Value of c-Met inhibitor in NSCLC questioned
Detailed data presented at ASCO 2014 on c-Met inhibitors, including Roche’s onartuzumab and ArQule Inc's (NASDAQ:ARQL) tivantinib, failed to show much clinical benefit when a c-Met inhibitor is added to other therapies in NSCLC, and posed the question of whether inhibiting c-Met in this disease setting is clinically meaningful.
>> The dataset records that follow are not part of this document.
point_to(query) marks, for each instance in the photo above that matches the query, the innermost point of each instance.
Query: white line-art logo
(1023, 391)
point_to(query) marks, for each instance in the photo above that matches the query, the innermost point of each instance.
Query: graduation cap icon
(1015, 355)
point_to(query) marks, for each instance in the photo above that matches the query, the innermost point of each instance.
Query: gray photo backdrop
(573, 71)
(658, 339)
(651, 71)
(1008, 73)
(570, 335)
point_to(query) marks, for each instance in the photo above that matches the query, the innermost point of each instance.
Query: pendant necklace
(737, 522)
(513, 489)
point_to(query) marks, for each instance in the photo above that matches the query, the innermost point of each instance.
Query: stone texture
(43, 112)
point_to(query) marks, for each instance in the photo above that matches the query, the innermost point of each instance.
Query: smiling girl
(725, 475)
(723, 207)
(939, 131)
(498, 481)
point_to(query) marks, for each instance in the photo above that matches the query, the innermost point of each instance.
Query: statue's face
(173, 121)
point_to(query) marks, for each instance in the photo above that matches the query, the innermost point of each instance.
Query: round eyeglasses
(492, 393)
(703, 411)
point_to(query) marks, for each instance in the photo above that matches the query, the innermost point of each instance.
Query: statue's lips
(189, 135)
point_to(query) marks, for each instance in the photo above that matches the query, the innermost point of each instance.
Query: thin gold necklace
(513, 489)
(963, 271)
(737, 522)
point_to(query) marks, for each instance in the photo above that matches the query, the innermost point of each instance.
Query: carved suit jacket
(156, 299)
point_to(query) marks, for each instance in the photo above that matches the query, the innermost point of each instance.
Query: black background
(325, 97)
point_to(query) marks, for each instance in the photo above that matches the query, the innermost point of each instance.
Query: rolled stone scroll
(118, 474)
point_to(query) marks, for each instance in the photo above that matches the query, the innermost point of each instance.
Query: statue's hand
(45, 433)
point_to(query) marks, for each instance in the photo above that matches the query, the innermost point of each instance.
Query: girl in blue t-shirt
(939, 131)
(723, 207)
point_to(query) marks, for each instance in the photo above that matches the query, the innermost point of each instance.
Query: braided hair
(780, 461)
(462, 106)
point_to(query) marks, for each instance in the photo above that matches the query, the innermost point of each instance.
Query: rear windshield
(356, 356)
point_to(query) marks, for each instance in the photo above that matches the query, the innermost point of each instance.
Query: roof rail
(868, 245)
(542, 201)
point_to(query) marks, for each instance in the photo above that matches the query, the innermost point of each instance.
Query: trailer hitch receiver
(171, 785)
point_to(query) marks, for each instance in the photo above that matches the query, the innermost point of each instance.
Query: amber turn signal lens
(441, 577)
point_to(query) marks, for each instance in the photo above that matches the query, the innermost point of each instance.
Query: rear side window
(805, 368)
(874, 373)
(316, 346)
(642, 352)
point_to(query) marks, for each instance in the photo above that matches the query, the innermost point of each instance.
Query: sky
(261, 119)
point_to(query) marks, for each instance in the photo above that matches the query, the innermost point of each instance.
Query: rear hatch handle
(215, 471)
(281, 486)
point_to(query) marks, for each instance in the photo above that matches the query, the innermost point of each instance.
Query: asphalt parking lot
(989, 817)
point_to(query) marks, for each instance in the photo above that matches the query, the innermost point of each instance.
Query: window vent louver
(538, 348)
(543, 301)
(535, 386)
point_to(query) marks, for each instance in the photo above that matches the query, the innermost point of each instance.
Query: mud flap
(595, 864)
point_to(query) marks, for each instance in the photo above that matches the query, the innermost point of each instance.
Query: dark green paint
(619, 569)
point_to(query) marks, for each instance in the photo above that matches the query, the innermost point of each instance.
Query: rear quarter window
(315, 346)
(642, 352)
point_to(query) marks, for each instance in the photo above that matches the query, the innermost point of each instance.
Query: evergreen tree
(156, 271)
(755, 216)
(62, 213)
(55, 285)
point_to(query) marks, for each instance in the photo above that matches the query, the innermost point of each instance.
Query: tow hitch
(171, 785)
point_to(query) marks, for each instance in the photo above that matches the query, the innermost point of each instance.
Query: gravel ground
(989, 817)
This, however, should not have reduced tivantinib’s value in HCC, in which two Phase III trials, METIV-HCC and JET-HCC, are progressing in second-line HCC. ArQule ended Q114 with cash and marketable securities of $85.8m, enough to support its operation beyond 2015.
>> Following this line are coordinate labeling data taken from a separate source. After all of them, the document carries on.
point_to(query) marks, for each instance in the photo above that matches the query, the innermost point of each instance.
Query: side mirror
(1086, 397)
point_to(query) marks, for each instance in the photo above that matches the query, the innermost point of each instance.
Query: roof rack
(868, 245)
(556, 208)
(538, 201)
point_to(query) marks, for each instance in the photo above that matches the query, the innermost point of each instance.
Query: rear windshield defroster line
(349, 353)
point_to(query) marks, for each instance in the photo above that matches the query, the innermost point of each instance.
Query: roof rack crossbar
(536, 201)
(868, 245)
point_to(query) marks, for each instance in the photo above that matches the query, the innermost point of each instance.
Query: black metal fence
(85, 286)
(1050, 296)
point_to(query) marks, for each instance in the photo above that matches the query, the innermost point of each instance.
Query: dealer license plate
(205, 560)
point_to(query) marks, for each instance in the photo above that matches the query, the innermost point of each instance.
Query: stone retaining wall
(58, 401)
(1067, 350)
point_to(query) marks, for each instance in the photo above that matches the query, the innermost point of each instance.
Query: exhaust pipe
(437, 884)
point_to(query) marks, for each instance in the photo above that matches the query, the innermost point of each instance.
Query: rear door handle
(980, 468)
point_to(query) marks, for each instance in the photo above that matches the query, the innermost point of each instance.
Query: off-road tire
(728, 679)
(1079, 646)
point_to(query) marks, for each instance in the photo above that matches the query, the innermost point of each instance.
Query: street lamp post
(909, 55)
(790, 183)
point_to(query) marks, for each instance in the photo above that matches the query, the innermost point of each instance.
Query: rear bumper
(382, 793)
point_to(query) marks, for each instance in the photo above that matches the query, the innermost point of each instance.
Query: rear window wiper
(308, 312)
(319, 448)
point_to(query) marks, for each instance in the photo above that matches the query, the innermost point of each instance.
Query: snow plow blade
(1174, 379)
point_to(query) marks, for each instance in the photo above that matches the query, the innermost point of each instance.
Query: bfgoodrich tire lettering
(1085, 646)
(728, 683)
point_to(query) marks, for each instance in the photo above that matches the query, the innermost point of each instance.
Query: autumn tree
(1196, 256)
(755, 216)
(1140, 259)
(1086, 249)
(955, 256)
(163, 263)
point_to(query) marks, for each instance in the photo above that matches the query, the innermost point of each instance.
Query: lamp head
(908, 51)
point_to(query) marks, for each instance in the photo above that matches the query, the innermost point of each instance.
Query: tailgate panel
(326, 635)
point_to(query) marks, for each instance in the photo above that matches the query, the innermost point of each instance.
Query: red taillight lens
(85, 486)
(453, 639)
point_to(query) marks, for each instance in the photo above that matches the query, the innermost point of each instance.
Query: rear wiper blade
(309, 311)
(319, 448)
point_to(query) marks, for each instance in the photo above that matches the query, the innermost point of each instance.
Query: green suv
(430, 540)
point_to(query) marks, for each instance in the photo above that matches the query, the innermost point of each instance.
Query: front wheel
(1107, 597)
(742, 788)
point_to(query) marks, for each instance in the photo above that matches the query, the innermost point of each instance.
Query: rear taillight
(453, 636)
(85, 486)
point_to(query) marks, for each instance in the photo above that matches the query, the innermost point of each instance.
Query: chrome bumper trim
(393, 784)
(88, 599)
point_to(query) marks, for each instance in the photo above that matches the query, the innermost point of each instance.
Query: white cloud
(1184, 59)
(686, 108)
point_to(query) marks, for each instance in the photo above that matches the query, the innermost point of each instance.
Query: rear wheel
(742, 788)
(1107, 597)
Met inhibition in NSCLC failed to show efficacy
Detailed data of the Phase III METLung trial (stopped prematurely in March 2014 after it failed a pre-planned interim futility analysis) showed that the combination of onartuzumab (an anti-Met mAb) and Tarceva (Roche) did not have any clinical benefit (OS, PFS and ORR) over placebo and Tarceva in NSCLC patients with high c-Met expression status. This was in contrast to OS and PFS benefits seen in the same patient population in a previous Phase II trial. Similarly, the combination of tivantinib and Tarceva (t/T) failed to show any clinical benefit over placebo and Tarceva in previously treated, squamous NSCLC with EGFR wild-type, c-Met high patients. The t/T combination did cause higher incidences of interstitial lung disease (ILD), which caused the ATTENTION trial to be stopped prematurely in August 2012. The lack of clinical benefit of a c-Met inhibitor when added to an EGFR inhibitor (Tarceva is an EGFR inhibitor) in patients with high c-Met expression (patients were specifically selected based on their high c-Met status in both trials) has casted doubts on c-Met as a valid drug target in NSCLC.
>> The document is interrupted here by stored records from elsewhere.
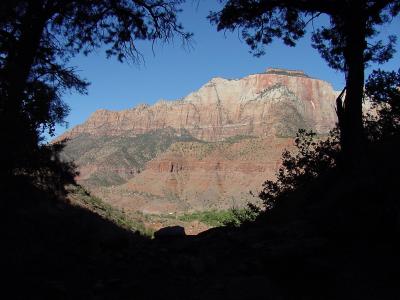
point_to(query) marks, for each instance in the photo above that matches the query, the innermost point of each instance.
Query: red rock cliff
(274, 102)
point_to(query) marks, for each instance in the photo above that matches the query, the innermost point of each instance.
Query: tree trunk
(16, 132)
(351, 126)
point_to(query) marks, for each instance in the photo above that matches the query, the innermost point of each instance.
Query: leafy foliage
(312, 158)
(383, 89)
(232, 217)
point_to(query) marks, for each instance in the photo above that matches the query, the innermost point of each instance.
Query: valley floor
(338, 239)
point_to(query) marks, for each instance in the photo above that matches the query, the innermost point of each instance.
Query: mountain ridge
(204, 151)
(227, 107)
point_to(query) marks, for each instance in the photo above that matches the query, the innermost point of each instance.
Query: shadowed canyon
(206, 151)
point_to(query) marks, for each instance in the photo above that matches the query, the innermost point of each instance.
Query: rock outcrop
(205, 151)
(276, 102)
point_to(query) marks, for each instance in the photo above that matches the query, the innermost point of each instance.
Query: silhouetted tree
(37, 40)
(383, 90)
(346, 43)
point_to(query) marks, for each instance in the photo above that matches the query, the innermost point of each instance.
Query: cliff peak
(279, 71)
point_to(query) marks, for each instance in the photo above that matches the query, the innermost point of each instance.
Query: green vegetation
(232, 217)
(120, 157)
(113, 214)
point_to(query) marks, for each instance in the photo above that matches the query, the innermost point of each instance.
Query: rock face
(205, 151)
(276, 102)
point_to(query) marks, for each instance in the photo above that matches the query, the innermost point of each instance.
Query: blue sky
(174, 71)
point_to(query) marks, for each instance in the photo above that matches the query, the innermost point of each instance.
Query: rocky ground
(335, 239)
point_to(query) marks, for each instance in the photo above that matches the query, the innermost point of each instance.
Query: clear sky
(172, 72)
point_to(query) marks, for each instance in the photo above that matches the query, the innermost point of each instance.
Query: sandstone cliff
(205, 151)
(276, 102)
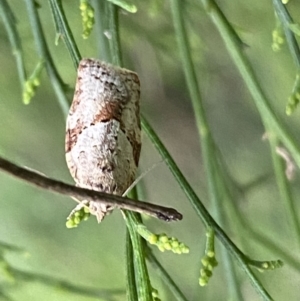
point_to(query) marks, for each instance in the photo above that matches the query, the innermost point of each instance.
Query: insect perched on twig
(103, 135)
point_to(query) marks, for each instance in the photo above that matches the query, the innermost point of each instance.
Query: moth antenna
(142, 175)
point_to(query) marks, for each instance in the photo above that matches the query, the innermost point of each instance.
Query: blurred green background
(93, 255)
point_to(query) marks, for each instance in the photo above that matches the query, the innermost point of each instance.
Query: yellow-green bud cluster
(29, 89)
(294, 98)
(278, 39)
(77, 217)
(209, 261)
(163, 242)
(292, 104)
(266, 265)
(88, 18)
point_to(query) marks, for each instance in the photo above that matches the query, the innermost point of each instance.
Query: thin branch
(34, 178)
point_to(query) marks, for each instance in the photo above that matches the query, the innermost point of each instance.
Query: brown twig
(34, 178)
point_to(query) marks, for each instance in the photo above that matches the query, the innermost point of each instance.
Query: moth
(103, 132)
No crossover read to tivantinib in HCC
We continue to caution a crossover read of the NSCLC results into that of HCC, and, more specifically, the probability of success of tivantinib in the ongoing Phase III METIV-HCC. The trial was based on a positive Phase II trial in which a statistically significant OS benefit was demonstrated, and tivantinib was compared to a placebo, a lower hurdle than Tarceva, in the two aforementioned trials.
Valuation: $276m or $4.48 per diluted share
We value the company at $276m, a slight decrease from our previous $283m, based on slightly lower end-2014 cash. Our pipeline value remains at $217m, including $192m from tivantinib in second-line, c-Met high HCC and $25m for ARQ 087 and 092, both are in Phase I trials for solid tumours.